このあたりはプラトンの『饗宴』に出てくるアリストファネスの挿話に似ています。あるミュージカル映画に、このアリストファネスの話を題材に作られた曲があるのを見つけたので貼っておきます。ざっくりとした流れは理解できると思います。

さて、このように再合一を果たした二人ですが、アッティスの結婚によりこれも終わりを告げます。アッティスは男性としての性を他者である女性との関係で確立することとなります。ただ親類の勧めによるものなのでアッティス本人がそれに前向きであったわけではなさそうです。このことはキュベレーにとって面白くないことだったのでしょう。アッティスと、義理の父となる予定の女神とは縁のない男性が狂乱することになるのもこの女神の力によるものです。

アッティスが結婚を望んでいなかったとするならば、狂乱のうちに自分で男性器を切り落としたのは「結婚の拒否」とも受け取れます。「結婚の拒否」は「男性の処女性の担保」と言えるでしょう。そしてこれを担保する確実な方法は去勢です。

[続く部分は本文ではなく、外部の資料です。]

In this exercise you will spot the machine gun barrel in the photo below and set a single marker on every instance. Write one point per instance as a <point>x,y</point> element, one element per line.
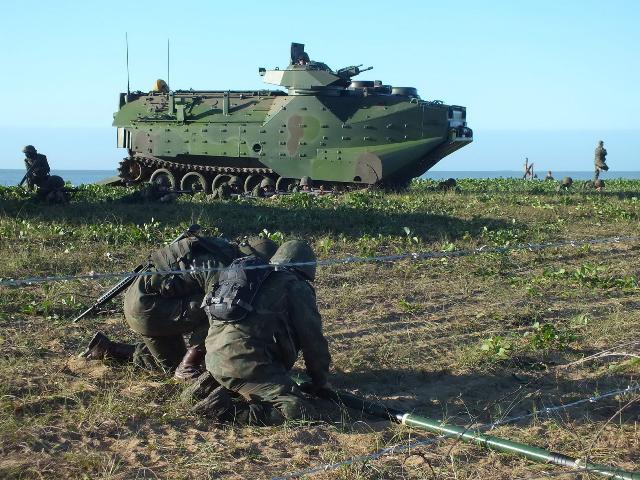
<point>474,435</point>
<point>123,284</point>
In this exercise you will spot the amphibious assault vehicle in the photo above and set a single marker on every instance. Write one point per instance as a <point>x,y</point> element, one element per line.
<point>341,132</point>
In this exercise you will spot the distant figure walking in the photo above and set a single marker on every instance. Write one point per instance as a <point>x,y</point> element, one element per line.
<point>600,160</point>
<point>528,169</point>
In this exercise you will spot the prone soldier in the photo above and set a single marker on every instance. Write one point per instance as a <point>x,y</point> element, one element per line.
<point>164,307</point>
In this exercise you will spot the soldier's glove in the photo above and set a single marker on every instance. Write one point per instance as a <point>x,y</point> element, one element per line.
<point>321,391</point>
<point>155,282</point>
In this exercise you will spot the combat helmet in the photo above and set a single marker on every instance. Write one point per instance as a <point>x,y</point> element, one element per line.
<point>297,251</point>
<point>264,248</point>
<point>567,181</point>
<point>267,182</point>
<point>305,182</point>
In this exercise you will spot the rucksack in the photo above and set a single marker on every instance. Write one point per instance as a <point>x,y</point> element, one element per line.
<point>237,288</point>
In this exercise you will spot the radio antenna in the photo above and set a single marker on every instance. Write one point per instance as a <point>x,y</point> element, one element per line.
<point>126,39</point>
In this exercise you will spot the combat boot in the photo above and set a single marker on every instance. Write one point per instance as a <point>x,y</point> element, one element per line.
<point>191,365</point>
<point>101,348</point>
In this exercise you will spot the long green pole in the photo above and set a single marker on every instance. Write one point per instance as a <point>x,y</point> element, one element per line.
<point>475,436</point>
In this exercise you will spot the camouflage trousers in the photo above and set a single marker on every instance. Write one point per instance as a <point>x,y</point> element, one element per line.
<point>279,398</point>
<point>164,324</point>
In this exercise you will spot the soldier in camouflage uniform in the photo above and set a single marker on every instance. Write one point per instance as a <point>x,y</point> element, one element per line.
<point>252,358</point>
<point>163,308</point>
<point>49,188</point>
<point>266,188</point>
<point>600,160</point>
<point>37,167</point>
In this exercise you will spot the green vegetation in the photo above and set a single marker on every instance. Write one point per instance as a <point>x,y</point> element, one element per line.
<point>469,338</point>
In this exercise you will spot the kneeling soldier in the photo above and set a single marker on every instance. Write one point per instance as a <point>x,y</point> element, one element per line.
<point>162,307</point>
<point>253,342</point>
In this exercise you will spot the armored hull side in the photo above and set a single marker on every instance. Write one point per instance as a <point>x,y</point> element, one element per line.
<point>339,132</point>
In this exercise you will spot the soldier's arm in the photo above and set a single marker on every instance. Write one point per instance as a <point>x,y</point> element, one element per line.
<point>307,328</point>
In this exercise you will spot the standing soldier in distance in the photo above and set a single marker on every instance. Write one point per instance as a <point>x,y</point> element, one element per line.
<point>600,160</point>
<point>163,308</point>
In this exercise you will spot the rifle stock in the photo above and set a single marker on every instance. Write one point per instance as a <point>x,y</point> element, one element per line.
<point>126,282</point>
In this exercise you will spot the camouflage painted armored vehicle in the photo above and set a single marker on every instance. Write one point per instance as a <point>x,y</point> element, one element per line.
<point>338,131</point>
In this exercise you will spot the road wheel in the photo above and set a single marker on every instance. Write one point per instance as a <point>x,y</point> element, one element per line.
<point>252,181</point>
<point>163,176</point>
<point>219,180</point>
<point>195,182</point>
<point>283,184</point>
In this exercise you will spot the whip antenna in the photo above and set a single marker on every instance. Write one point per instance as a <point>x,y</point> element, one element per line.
<point>126,39</point>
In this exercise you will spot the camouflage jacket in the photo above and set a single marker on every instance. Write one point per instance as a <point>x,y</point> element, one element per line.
<point>40,168</point>
<point>189,254</point>
<point>266,343</point>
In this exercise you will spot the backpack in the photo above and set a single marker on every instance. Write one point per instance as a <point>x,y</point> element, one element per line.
<point>237,288</point>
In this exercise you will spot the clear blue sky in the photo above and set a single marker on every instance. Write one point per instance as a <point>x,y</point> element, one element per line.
<point>541,68</point>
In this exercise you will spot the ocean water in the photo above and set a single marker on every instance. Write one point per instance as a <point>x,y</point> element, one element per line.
<point>77,177</point>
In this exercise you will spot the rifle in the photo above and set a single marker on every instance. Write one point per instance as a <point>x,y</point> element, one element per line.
<point>123,284</point>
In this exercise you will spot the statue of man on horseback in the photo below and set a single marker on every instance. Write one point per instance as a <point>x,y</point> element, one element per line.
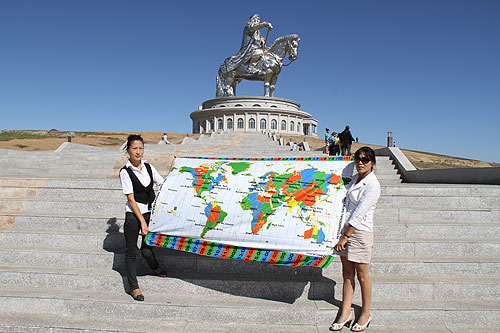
<point>254,61</point>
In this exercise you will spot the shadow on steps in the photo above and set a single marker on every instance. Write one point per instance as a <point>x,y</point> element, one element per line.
<point>214,275</point>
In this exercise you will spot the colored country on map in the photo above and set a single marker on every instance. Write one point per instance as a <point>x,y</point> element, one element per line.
<point>215,215</point>
<point>238,167</point>
<point>302,188</point>
<point>206,177</point>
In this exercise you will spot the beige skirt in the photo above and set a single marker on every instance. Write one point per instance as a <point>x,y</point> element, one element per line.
<point>359,247</point>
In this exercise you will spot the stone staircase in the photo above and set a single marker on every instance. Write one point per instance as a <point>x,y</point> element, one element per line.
<point>435,268</point>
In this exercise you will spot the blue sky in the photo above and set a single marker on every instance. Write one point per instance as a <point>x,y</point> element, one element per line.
<point>427,70</point>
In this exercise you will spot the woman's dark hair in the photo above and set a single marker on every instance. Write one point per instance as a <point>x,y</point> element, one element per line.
<point>133,137</point>
<point>368,153</point>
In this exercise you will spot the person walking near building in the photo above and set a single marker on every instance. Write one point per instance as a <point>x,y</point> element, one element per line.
<point>346,140</point>
<point>327,141</point>
<point>137,178</point>
<point>336,144</point>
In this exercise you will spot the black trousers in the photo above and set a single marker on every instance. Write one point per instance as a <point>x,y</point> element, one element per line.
<point>131,232</point>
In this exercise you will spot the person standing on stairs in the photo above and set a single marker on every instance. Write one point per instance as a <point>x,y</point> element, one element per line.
<point>137,178</point>
<point>356,244</point>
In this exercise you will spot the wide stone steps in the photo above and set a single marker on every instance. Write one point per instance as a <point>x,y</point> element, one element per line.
<point>110,209</point>
<point>235,309</point>
<point>278,287</point>
<point>182,263</point>
<point>384,229</point>
<point>389,248</point>
<point>421,199</point>
<point>436,257</point>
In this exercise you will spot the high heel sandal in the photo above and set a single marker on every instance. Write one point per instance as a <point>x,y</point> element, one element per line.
<point>139,297</point>
<point>360,328</point>
<point>339,326</point>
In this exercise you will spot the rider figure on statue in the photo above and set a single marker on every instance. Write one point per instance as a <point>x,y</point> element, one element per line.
<point>253,45</point>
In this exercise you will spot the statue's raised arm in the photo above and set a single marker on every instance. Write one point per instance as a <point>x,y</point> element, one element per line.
<point>254,61</point>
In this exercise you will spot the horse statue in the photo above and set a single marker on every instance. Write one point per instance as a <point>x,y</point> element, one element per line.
<point>266,68</point>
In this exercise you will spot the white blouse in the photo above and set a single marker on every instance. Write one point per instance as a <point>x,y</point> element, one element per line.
<point>361,200</point>
<point>143,177</point>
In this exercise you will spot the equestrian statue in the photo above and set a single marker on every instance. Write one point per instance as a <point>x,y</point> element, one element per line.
<point>254,61</point>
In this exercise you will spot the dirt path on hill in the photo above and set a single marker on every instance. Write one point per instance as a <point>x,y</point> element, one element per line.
<point>51,140</point>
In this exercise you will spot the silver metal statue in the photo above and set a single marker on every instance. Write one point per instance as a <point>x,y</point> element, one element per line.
<point>254,61</point>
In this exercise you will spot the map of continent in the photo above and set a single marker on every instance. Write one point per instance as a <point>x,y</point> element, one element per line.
<point>264,203</point>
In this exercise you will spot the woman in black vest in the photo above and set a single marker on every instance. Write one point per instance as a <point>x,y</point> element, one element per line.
<point>137,179</point>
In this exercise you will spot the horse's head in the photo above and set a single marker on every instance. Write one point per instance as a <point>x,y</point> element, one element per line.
<point>285,44</point>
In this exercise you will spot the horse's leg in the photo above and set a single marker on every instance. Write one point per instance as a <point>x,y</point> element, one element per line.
<point>267,84</point>
<point>229,85</point>
<point>273,84</point>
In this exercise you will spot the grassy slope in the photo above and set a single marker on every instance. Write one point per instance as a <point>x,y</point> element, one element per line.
<point>51,140</point>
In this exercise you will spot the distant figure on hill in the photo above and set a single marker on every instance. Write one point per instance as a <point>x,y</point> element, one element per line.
<point>327,141</point>
<point>164,138</point>
<point>346,140</point>
<point>336,144</point>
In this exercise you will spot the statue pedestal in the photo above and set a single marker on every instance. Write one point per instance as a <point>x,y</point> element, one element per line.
<point>251,114</point>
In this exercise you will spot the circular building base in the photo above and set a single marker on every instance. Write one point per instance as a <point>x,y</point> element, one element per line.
<point>251,114</point>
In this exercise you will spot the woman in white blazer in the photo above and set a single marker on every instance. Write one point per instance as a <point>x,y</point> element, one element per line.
<point>356,244</point>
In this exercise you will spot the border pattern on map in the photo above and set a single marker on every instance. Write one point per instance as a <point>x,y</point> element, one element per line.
<point>226,251</point>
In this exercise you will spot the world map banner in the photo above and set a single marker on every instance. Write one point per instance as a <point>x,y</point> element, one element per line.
<point>281,211</point>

これで社会的に男性となることなく、男性として認められることもなく、万物の父であり女神でもある大いなる存在に帰依することができる、このような意味がキュベレーの信者にとって見いだされていたかもしれません。

また女神の「腐りも崩れもしない」という願いは、単に去勢による傷が悪化しないことだけでなく、長く生きられるということを指しているかもしれません。実際、中国の宦官(去勢した役人)は通常の男性よりも長寿であったことが知られています。このように生への希求から、自らの男性性を排除し、女性化する行動に一定の価値が見いだされていた可能性があります。

私にとって興味深いことに、私のようなトランスジェンダーMtFは、この伝説の中で容易に居場所を見つけることができます。私も一時、去勢か死かを選ぶような切迫した時期がありました。もし、その時期にこの伝説に触れていれば、少し気持ちが和らいだことでしょう。性別違和を感じていた古代の生物学的男性は私と同様にこの伝説に惹かれていたかもしれません。

もちろん神話や伝説は多義的に解釈されるべきですが、性的少数者(ここではトランスジェンダーMtF)が古代にも存在し、彼らに対する居場所がそこに存在していた可能性が、ここに見いだされないでしょうか。

このキュベレーの信者たちについての記述は他の原典に当たる必要がありますが、これはまた別の記事で書くようにします。